Dummy Variables

A dummy variable is one that takes the value 0 or 1 to indicate the absence or presence of some categorical effect. It is a common way of handling categorical X variables in regression analyses and other statistical models. Wikipedia: Dummy variable

# Step 1: Import the libraries.

import pandas as pd



# Step 2: Set up the constants.

# List the columns we want to turn into dummy variables.
CATEGORICAL_FEATURES = ['waterfront', 'condition', 'zipcode']



# Step 3: Load in the data.

# This assumes the data is in the same directory as this script.
# Here we load the data into a pandas DataFrame.
raw_data = pd.read_csv('kc_house_data.csv')

# It's helpful to take a quick look at the data.
print('Sample of loaded data:')
print(raw_data.sample(5))
print('')



# Step 4: Create the dummy variables.

# Iterate through each of the categorical features.
for feature in CATEGORICAL_FEATURES:

  # Pandas comes with a super convenient function that creates 
  # the dummy variable for you. 
  dummy_data = pd.get_dummies(data[feature], prefix=feature)

  # We need to remove at least one of the dummy features.
  # It doesn't matter which one. To stay we consistent we
  # usually remove the most common value.
  most_common_value = pd.value_counts(data[feature]).index[0]
  dummy_to_exclude = feature + '_' + str(most_common_value)

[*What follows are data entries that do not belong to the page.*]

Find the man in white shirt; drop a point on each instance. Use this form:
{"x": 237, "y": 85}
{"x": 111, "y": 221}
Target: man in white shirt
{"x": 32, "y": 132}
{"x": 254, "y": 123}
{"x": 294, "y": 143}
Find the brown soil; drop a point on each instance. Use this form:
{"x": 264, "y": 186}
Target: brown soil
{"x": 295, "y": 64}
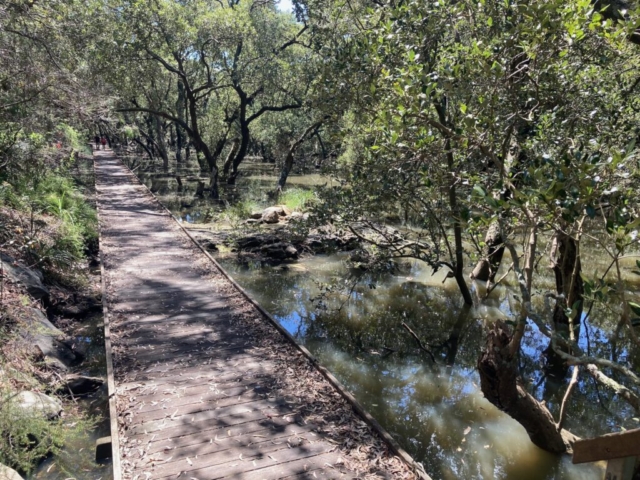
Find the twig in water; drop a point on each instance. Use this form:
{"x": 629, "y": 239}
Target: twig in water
{"x": 567, "y": 394}
{"x": 422, "y": 347}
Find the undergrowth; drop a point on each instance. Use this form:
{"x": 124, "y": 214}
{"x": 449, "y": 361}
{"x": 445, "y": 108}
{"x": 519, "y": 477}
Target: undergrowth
{"x": 297, "y": 199}
{"x": 48, "y": 222}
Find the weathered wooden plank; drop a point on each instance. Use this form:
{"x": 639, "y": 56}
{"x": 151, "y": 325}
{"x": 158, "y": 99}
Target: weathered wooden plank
{"x": 197, "y": 369}
{"x": 238, "y": 410}
{"x": 244, "y": 450}
{"x": 283, "y": 463}
{"x": 193, "y": 383}
{"x": 607, "y": 447}
{"x": 263, "y": 418}
{"x": 261, "y": 428}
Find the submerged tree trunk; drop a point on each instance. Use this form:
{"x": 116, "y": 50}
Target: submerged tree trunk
{"x": 242, "y": 150}
{"x": 499, "y": 383}
{"x": 230, "y": 156}
{"x": 488, "y": 265}
{"x": 288, "y": 162}
{"x": 565, "y": 263}
{"x": 160, "y": 143}
{"x": 458, "y": 272}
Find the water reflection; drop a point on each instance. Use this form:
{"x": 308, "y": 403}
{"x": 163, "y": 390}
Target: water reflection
{"x": 437, "y": 412}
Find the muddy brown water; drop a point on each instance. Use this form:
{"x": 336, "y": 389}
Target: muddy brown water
{"x": 352, "y": 323}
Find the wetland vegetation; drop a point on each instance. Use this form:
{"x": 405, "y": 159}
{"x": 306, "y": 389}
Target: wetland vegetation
{"x": 455, "y": 185}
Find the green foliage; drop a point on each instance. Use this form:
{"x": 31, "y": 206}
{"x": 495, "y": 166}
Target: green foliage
{"x": 26, "y": 438}
{"x": 297, "y": 199}
{"x": 72, "y": 138}
{"x": 240, "y": 210}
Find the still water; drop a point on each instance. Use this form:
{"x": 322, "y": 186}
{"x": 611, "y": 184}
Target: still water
{"x": 353, "y": 323}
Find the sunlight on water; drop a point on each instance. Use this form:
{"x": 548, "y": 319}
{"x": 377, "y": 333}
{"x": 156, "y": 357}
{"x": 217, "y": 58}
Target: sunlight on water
{"x": 437, "y": 413}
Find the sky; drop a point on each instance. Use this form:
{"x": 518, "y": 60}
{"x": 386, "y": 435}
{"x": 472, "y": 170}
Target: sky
{"x": 285, "y": 5}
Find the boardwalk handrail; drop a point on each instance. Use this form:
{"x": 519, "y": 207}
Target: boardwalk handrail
{"x": 357, "y": 407}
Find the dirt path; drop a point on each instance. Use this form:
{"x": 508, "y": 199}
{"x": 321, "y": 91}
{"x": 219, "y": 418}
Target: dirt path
{"x": 206, "y": 387}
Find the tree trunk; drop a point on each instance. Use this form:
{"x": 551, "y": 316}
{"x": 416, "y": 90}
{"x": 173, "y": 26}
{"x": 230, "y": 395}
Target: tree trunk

  print('Excluding dummy variable %s' % dummy_to_exclude)
  dummy_data_to_use = dummy_data.drop(dummy_to_exclude, axis=1)
  data[dummy_data_to_use.columns] = dummy_data_to_use

  # Remove the original feature, so just the dummy variables remain.
  data = data.drop(feature, axis=1)



# It's helpful to double check that the final data looks good.
print('')
print('Data with dummy variables:')
print(x_data.sample(5))

Notes

It's important that for a given categorical variable, one of the category dummy variables is excluded. Otherwise there will be multicollinearity.